ある黒服の女が携帯電話を手にしている彼を目にし、声をかけた。楊さんが共通語を話すのを聞くと、女はすぐに叫び声をあげた。集団が瞬時にして押し寄せ、有無を言わさず楊さんに殴る蹴るの暴力を振るった。さらにはハンマー、鉄棒、石などを持ち襲いかかってくる者もいた。
楊さんは「広場の人がみな私を攻撃したくてたまらなかったようだ」と述べた。
暴力を振るわれている時、楊さんはメディアに囲まれていることを知っていたが、構ってられなかった。ロイター通信のカメラマン、トーマス・ピット氏がシャッターを切った。この写真を含む一連の写真がその後、2020年ピューリッツァー賞を受賞した。
香港監警会は今年5月15日、特別報告書を発表した。報告書は次のように総括した。デモ活動は過去10カ月ですでに変質しており、当初の平和的なデモ行進及び市民の集会から過激な街頭の暴力デモに変化した。市民及び個人の財産が損なわれ、交通網が遮断され、政治的な意見の異なる人が深刻な傷害を受けた。最近押収されたライフル、拳銃、弾薬、爆薬製造材料は、香港社会がテロリズムの時代に引きずり込まれようとしていることを意味しているようだ。
楊さんは「暴力の相手を間違ったのではないか」と聞いた。
突如襲撃された楊さんはすぐに倒れ、驚き、恐れ、痛みを覚えた。縮こまり抵抗する能力を完全に失った彼は頭の中が真っ白になり、黒服の暴徒の暴行を受け続けた。暴徒がハンマーで頭を殴ろうとすると、楊さんは無意識のうちに手で頭をかばい、意識が徐々に朦朧とした。
楊さんのバッグ及び所持品が奪われ、1−2万元の損失が出た。暴徒はさらに無理やり楊さんの手にしっかり握られていた携帯電話を奪った。

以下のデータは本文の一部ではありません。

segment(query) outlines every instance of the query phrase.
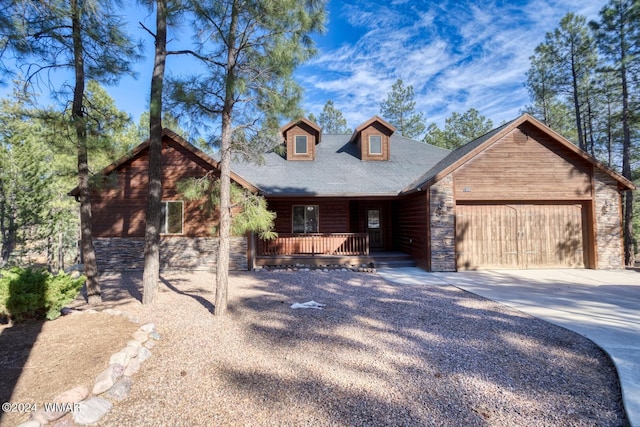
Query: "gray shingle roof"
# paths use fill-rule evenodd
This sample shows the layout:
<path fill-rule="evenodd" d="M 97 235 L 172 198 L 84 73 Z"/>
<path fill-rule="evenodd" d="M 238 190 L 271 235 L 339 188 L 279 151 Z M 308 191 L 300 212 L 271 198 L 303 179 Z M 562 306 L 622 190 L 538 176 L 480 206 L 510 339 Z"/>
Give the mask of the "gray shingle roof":
<path fill-rule="evenodd" d="M 233 161 L 231 169 L 267 195 L 392 196 L 444 159 L 449 150 L 399 135 L 388 161 L 362 161 L 350 135 L 323 134 L 314 161 L 287 161 L 274 152 L 265 163 Z"/>

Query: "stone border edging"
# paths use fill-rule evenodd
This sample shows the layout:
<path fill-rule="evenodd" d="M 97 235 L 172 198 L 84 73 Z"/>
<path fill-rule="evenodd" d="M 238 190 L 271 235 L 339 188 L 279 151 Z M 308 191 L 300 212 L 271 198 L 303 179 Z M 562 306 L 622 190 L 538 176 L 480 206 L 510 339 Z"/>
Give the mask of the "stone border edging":
<path fill-rule="evenodd" d="M 142 323 L 111 308 L 102 311 L 63 309 L 62 312 L 63 315 L 74 316 L 82 313 L 105 313 L 123 316 L 135 324 Z M 87 426 L 97 423 L 113 409 L 114 403 L 127 398 L 133 384 L 133 375 L 140 370 L 142 363 L 151 357 L 151 349 L 161 336 L 156 331 L 154 323 L 145 323 L 132 334 L 132 338 L 126 347 L 111 355 L 107 368 L 96 377 L 93 389 L 89 390 L 86 385 L 79 385 L 64 391 L 52 399 L 52 403 L 57 406 L 55 409 L 59 411 L 40 408 L 31 414 L 29 421 L 17 427 Z"/>

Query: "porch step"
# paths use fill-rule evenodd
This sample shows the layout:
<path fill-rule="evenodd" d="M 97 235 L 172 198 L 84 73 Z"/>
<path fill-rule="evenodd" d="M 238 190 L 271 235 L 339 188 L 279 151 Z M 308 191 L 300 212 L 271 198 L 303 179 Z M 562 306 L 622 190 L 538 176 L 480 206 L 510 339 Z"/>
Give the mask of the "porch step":
<path fill-rule="evenodd" d="M 400 268 L 415 267 L 416 262 L 407 254 L 401 253 L 385 253 L 381 255 L 372 255 L 373 265 L 375 268 Z"/>

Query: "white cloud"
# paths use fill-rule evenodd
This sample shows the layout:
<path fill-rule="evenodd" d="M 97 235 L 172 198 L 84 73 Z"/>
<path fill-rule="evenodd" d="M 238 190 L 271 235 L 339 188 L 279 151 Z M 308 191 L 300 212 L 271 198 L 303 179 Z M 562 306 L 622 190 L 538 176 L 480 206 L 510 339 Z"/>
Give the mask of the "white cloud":
<path fill-rule="evenodd" d="M 396 0 L 343 5 L 343 16 L 362 35 L 321 52 L 299 74 L 307 90 L 305 106 L 319 113 L 332 99 L 355 127 L 379 113 L 380 102 L 400 78 L 414 87 L 417 108 L 428 122 L 442 126 L 452 112 L 476 108 L 497 125 L 529 103 L 524 87 L 529 57 L 545 33 L 569 11 L 597 18 L 605 0 L 584 3 Z"/>

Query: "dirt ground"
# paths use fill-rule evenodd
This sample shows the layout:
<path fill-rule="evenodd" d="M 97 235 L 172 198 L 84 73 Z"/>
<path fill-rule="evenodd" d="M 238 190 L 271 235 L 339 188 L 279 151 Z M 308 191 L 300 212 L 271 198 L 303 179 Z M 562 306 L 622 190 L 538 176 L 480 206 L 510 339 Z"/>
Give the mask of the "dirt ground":
<path fill-rule="evenodd" d="M 75 386 L 84 384 L 91 390 L 111 355 L 126 345 L 138 327 L 104 313 L 0 325 L 0 402 L 41 407 Z M 28 419 L 29 413 L 0 412 L 0 426 Z"/>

病院の緊急治療で意識を取り戻した楊さんは、指が骨折していることに気づいた。「これほど大きな力を出し、これほど強く憎めるとは。明らかな殺意がある。私は命拾いした」
楊さんは頭に60−70針を縫う大怪我を負った。楊さんの後頭部は現在も傷跡だらけで、髪の毛がほとんど生えてこないほどだ。左手の人差し指が曲がらず、中指は伸ばせない。

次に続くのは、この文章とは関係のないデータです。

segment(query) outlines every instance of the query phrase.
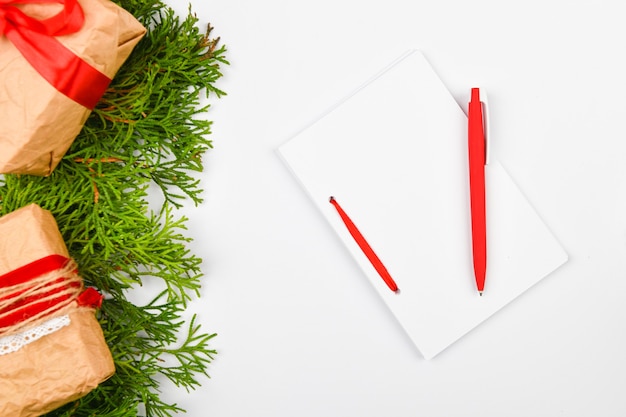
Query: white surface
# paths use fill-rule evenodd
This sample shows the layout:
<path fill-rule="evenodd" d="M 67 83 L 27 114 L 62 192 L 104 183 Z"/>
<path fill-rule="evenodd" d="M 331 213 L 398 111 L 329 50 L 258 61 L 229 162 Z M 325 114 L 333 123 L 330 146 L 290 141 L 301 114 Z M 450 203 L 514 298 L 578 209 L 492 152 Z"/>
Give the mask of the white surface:
<path fill-rule="evenodd" d="M 187 4 L 177 7 L 185 11 Z M 213 102 L 205 260 L 216 331 L 190 416 L 626 414 L 626 25 L 618 1 L 194 0 L 229 47 Z M 494 150 L 569 261 L 425 361 L 275 149 L 403 51 L 456 100 L 489 93 Z"/>
<path fill-rule="evenodd" d="M 366 121 L 366 122 L 364 122 Z M 467 117 L 419 51 L 279 148 L 426 359 L 567 260 L 500 163 L 487 167 L 486 296 L 472 267 Z M 348 232 L 334 196 L 397 283 Z"/>

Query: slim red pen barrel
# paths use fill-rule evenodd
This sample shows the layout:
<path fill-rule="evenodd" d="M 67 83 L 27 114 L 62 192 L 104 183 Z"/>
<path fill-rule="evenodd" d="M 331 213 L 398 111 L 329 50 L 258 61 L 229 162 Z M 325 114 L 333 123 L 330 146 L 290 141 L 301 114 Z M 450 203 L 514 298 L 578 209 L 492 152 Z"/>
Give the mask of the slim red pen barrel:
<path fill-rule="evenodd" d="M 485 132 L 483 109 L 478 88 L 472 89 L 468 110 L 468 154 L 472 254 L 476 286 L 482 293 L 487 270 L 487 233 L 485 213 Z"/>
<path fill-rule="evenodd" d="M 352 222 L 352 219 L 350 219 L 350 217 L 346 214 L 343 208 L 339 205 L 337 200 L 335 200 L 335 197 L 330 197 L 330 204 L 335 206 L 335 209 L 337 209 L 337 213 L 339 213 L 341 220 L 343 220 L 344 224 L 348 228 L 348 232 L 350 232 L 350 235 L 352 236 L 352 238 L 354 238 L 359 248 L 361 248 L 361 250 L 367 257 L 367 259 L 370 261 L 370 263 L 374 267 L 374 269 L 376 269 L 376 272 L 378 272 L 378 275 L 380 275 L 380 277 L 385 281 L 385 283 L 387 284 L 387 286 L 389 287 L 391 291 L 398 293 L 398 286 L 396 285 L 396 282 L 393 280 L 393 278 L 389 274 L 389 271 L 387 271 L 387 268 L 385 268 L 385 265 L 383 265 L 380 258 L 378 258 L 378 256 L 376 255 L 372 247 L 369 245 L 369 243 L 367 243 L 367 240 L 365 240 L 365 237 L 361 234 L 359 229 Z"/>

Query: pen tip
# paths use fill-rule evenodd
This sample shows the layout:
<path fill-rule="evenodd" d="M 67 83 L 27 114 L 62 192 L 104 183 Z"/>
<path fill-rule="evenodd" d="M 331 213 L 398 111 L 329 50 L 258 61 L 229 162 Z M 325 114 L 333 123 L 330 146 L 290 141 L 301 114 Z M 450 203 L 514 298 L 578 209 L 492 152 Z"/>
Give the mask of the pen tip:
<path fill-rule="evenodd" d="M 400 288 L 396 288 L 396 290 L 394 291 L 396 294 L 400 294 Z"/>
<path fill-rule="evenodd" d="M 482 291 L 478 291 L 478 294 L 482 297 L 483 296 L 483 292 Z"/>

手を上手に動かせなくなり、細やかな動きが必要とされる携帯電話の修理ができなくなり、別の仕事も見つかりにくい。楊さんによると、傷だらけの顔を見た人からはヤクザや非行青年と思われ、複雑な目つきで見られるという。
楊さんは半年以上も収入がなく、貯蓄もすでに使い果たしている。現在は仕方なく友人の厄介になっている。
「私を撮った写真が受賞したが、私は今も仕事がなく借金暮らしで貧窮している」新華社の独占インタビューを受けた楊さんは、万感胸に迫る思いだった。

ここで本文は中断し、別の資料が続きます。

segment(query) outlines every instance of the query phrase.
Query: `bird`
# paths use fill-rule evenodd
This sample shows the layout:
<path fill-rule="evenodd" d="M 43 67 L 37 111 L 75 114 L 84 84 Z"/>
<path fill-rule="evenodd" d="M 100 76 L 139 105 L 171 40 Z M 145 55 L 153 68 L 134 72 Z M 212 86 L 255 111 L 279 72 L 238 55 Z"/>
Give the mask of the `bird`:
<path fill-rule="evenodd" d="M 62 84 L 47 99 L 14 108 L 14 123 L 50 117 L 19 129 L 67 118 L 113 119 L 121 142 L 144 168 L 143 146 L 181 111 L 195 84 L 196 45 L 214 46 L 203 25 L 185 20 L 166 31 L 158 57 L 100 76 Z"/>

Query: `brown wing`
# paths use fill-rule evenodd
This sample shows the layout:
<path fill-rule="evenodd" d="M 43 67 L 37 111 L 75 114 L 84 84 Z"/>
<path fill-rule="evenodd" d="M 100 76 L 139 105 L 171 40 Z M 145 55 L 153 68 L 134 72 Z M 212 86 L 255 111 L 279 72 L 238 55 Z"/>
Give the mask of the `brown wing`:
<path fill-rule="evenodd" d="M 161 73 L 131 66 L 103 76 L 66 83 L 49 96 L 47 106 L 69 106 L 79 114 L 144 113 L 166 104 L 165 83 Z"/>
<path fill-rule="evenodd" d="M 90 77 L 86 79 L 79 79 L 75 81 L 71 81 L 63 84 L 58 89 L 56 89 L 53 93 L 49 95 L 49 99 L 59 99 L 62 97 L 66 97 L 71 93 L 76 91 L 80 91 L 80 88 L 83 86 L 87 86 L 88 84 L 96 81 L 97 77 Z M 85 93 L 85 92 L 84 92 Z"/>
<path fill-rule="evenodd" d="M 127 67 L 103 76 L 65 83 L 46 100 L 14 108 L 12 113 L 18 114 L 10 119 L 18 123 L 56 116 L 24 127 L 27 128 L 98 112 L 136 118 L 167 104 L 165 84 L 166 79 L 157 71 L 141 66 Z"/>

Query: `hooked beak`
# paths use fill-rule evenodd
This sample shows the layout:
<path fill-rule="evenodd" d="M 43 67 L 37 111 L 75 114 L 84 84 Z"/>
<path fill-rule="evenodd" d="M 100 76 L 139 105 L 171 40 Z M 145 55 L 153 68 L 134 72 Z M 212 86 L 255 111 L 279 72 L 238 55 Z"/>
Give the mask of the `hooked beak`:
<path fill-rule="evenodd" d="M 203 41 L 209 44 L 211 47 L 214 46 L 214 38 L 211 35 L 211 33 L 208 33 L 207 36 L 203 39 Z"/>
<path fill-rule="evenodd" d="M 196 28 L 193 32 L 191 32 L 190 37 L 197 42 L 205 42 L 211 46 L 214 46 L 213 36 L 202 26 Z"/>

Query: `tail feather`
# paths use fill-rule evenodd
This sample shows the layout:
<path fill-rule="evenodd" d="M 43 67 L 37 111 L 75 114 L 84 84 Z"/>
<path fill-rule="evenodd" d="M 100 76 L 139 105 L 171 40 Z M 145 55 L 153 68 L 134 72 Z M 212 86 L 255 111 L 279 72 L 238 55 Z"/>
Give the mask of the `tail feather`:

楊さんはすでに政府障害認定を申請しており、将来的に適した職を手にすることに期待しているという。また香港警察が一日も早く事件を解決し、暴徒を法の縄にかけ、賠償させることを願っている。「しかし連中はマスクで顔を隠しており、事件の解決は難しいだろう」
この期間中、香港では少なくとも45件の「私刑」が起きている。うち1件では罪なき市民の羅長清さんが亡くなっている。香港の暴徒は政治的な意見が異なる人、もしくは単に気に入らない人を私刑にかけている。
楊さんは罪なき人の1人だ。ただし楊さんが襲撃された時の惨状が撮影され、記者が受賞するための根拠になり、かつテロリズムに対する告発にもなった。